Wednesday, November 3, 2010

They Had a Reservation

  My father was a construction worker until 1976, when he was hurt working in a major construction project. Before then he had a whole oral library of history to share with everyone. I can only recall a few of the stories, but I am willing to share what I remember.
  There was a story he used to tell about a car pool trip that if it happened a few years before 1960 or after ‘911’ it would have got him killed along with everyone else in it the car. It was Friday night and my dad was driving home from a jobsite.
  In the car were four other workers, their names escape me, if I even knew them in the first place. They needed to take a ferry home. Today, a bridge stands at the site call Vernita Bridge, but back then the only way to get across the Columbia River was a trip across the ferry.

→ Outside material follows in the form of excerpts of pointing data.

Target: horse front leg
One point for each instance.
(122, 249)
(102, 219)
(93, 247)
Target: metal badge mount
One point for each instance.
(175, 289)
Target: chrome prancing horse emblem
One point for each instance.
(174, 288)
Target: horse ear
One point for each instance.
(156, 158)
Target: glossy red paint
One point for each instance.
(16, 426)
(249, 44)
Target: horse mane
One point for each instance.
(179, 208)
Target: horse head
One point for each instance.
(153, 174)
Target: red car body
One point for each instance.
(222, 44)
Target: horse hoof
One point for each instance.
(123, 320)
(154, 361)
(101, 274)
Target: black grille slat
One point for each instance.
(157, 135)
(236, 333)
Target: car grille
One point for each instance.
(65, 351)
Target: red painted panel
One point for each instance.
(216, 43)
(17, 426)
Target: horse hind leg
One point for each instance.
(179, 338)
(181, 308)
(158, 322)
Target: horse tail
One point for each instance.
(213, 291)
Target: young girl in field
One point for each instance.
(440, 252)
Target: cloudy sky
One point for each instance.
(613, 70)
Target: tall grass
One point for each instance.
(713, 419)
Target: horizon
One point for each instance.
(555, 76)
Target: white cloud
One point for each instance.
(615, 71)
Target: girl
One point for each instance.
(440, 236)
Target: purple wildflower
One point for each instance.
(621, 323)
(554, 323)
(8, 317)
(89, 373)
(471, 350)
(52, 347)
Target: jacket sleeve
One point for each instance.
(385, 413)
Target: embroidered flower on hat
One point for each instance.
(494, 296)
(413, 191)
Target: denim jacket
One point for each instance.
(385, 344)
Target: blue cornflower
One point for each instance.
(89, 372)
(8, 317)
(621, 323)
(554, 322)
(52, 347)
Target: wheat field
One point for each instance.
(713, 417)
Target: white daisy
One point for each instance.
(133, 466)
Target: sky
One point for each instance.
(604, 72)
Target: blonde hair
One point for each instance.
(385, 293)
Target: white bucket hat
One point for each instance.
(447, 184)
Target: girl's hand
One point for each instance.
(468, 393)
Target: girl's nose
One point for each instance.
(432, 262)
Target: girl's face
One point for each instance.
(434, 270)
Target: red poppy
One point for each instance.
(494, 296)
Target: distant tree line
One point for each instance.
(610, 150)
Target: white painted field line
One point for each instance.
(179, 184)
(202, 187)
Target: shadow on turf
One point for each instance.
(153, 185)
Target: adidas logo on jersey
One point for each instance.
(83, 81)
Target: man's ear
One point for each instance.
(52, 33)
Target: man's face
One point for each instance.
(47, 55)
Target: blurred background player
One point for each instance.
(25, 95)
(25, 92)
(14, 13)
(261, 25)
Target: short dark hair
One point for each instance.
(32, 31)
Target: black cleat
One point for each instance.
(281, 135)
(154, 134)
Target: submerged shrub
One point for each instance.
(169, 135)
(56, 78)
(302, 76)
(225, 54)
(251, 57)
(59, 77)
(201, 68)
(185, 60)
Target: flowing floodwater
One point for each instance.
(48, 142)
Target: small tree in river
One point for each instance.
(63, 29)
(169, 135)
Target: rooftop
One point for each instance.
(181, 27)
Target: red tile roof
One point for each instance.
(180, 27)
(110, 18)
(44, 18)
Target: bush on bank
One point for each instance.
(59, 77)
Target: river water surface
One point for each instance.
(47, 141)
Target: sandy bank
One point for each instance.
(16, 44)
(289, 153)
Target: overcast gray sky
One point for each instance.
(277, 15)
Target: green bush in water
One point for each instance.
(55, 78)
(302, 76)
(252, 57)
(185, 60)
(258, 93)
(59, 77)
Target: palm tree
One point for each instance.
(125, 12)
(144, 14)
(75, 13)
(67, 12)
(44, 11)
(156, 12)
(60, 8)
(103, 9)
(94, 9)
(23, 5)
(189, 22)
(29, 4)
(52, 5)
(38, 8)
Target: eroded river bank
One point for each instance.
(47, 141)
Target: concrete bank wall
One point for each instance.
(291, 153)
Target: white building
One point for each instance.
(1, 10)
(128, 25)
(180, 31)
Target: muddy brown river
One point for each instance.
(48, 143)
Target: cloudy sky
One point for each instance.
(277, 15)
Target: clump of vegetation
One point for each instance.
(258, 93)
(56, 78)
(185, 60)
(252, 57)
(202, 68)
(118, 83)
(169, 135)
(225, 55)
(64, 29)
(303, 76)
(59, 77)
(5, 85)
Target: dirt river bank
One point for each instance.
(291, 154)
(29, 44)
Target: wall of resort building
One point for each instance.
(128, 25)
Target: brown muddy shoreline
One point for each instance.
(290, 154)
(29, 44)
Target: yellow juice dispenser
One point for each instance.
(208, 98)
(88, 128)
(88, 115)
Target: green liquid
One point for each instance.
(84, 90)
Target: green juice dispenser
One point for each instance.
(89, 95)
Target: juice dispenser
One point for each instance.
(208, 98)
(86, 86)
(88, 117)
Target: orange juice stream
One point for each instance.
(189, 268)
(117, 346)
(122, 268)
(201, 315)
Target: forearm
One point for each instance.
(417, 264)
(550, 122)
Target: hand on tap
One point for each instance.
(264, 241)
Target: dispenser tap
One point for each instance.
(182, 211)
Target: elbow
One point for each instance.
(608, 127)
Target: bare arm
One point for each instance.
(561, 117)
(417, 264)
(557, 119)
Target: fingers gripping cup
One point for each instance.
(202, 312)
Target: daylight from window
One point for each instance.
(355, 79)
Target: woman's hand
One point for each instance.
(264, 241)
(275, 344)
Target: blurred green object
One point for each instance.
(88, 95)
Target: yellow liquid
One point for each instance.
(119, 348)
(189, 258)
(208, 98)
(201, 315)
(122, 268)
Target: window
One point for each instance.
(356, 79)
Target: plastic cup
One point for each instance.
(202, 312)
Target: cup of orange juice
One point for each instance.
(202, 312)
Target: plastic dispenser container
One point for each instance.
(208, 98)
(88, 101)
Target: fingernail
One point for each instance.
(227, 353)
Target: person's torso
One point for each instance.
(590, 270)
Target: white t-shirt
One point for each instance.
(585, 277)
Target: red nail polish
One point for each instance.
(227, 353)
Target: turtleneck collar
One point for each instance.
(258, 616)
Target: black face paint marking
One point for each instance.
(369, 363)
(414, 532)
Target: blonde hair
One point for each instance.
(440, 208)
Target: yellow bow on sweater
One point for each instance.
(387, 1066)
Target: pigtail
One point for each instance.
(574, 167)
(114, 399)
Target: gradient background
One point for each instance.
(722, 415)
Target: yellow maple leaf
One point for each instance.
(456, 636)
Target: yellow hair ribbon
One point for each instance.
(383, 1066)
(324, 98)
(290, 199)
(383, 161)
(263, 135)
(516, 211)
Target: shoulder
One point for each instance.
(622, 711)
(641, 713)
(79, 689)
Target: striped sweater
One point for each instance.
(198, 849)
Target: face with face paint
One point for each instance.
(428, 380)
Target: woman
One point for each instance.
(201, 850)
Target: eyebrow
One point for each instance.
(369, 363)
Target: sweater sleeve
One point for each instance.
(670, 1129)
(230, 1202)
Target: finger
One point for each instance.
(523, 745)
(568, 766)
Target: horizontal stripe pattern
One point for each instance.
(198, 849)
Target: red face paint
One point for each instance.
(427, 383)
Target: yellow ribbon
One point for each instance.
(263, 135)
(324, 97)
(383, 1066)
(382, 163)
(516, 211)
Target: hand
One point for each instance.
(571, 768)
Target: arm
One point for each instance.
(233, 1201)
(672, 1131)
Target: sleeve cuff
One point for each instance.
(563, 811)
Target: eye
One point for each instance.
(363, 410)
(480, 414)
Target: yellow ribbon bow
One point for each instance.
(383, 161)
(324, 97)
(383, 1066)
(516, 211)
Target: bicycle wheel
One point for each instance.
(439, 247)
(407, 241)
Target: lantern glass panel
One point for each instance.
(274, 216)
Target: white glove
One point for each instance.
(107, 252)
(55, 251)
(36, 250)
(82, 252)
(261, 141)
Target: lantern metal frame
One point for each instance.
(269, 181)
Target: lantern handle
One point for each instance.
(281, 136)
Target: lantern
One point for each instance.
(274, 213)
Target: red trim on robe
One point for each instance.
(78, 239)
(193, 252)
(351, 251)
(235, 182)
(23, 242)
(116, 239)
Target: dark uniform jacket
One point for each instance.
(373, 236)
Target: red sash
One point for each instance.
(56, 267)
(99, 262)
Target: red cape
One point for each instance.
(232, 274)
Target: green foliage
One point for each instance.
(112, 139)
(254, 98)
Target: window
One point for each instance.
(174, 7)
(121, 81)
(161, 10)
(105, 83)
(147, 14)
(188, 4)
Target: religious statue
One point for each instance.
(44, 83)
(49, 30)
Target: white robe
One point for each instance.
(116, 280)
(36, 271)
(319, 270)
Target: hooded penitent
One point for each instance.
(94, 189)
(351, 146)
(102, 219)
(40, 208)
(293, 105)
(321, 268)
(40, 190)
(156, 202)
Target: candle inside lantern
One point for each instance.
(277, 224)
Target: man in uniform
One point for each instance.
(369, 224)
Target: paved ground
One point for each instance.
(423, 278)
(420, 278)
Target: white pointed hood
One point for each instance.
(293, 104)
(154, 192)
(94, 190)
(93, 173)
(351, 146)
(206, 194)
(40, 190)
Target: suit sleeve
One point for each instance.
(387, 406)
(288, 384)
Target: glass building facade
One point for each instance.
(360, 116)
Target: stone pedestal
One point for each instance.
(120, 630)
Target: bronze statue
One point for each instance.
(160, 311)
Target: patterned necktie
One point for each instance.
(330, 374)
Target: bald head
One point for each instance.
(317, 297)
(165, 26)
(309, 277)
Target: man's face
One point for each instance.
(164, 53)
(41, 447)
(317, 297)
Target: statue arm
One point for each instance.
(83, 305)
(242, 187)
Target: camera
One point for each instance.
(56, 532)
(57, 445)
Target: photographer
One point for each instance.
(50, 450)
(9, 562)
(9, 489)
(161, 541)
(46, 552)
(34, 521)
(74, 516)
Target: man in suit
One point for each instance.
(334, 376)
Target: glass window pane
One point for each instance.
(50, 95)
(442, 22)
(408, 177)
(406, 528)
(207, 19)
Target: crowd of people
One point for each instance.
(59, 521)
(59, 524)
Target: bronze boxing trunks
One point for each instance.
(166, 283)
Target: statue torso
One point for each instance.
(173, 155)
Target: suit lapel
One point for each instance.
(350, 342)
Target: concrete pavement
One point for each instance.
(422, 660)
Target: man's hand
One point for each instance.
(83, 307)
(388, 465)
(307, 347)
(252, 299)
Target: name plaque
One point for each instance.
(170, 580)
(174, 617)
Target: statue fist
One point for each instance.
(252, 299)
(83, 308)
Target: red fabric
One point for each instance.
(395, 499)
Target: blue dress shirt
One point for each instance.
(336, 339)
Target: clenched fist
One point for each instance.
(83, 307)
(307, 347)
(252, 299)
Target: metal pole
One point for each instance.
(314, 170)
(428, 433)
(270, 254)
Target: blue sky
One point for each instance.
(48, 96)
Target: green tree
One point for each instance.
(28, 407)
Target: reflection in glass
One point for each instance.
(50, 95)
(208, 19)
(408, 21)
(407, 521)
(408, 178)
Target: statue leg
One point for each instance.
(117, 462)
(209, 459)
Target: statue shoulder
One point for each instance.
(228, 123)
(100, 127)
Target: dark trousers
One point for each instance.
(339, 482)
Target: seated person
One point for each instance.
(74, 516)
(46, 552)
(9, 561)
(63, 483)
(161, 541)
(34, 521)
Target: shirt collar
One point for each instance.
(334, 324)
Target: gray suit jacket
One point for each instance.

  When they turned the corner to the ferry they noticed a long line of travelers waiting to get on to the ferry. It wasn't long before dad found out that the ferry was broke down and no one had a clue when it would be repaired.
  That’s when someone in the backseat of the car made a suggestion.
  "Why don't we go across the back side of Hanford?"
  Everyone paused for a few seconds to think about it.
  "Well, that sounds like a good idea," said another voice from the backseat.
  Dad at this point always stopped to point out it might have been the same guy that suggested it in the first place. But it really didn’t matter a few minutes in that line of angered commuters and my dad was ready turn that car around and head for the old side road across Hanford nuclear reservation.
  They ignored the signs that read, "Trespassers will be shot"
  The road was your basic dirt path. The weeds over grew it years before do the lack of use. Dad applied an ample amount of gas and the car hit 50 plus miles an hour. Plums of dust and dirt kicked up into the air as they sped down the dirt road. All was well, until they had travel about ten miles. When an airplane flew a crossed my dad’s path; he slid to a stop and the men jumped out of the car. They watched the plane bank back, but this time it landed on the road way.
  Two men jumped out and produced weapons.
  "Why are you here?" ordered a man with a gun.
  "We just want to go home," someone said, probably the same guy that suggested that route.
  They waited there for an hour as the pilot called in their names and waited for orders.
  As I said before if this would have been in the 40's the gun emplacements would have blew that car into pieces. They built parts of the bomb that was dropped on Japan out there. If it would have been after '911' they would have found themselves in Cuba with a new black hoodie.
  Lucky it was the 60's and my dad and his friends didn’t look like hippy protestors. The armed man came back to the car and told them that their only option was to head off the Hanford area as quickly as possible. If they stopped they wouldn't see daylight for months.
  "What if we get a flat tire?" asked the familiar voice in the back seat.
  "Just keep driving or you will be seeing me again," he answered them handing them their IDs and pointing to the closes exit. However, that was the direction they wanted to go in the first place.
  That old car of my dad hit at least eighty on that little dirt road and they never saw the armed men, the plane or anyone else. But they all got the feeling that they were still being watched. When they made it home they found out the ferry started working again a few minutes after they had headed for the dirt road and destiny. If only they had waited in line like everyone else they would have saved them the trouble on the reservation, the long trip home around Hanford and the FBI file that had been started on them.
  Then again if they had waited in that line, he wouldn’t have had that cool story to tell.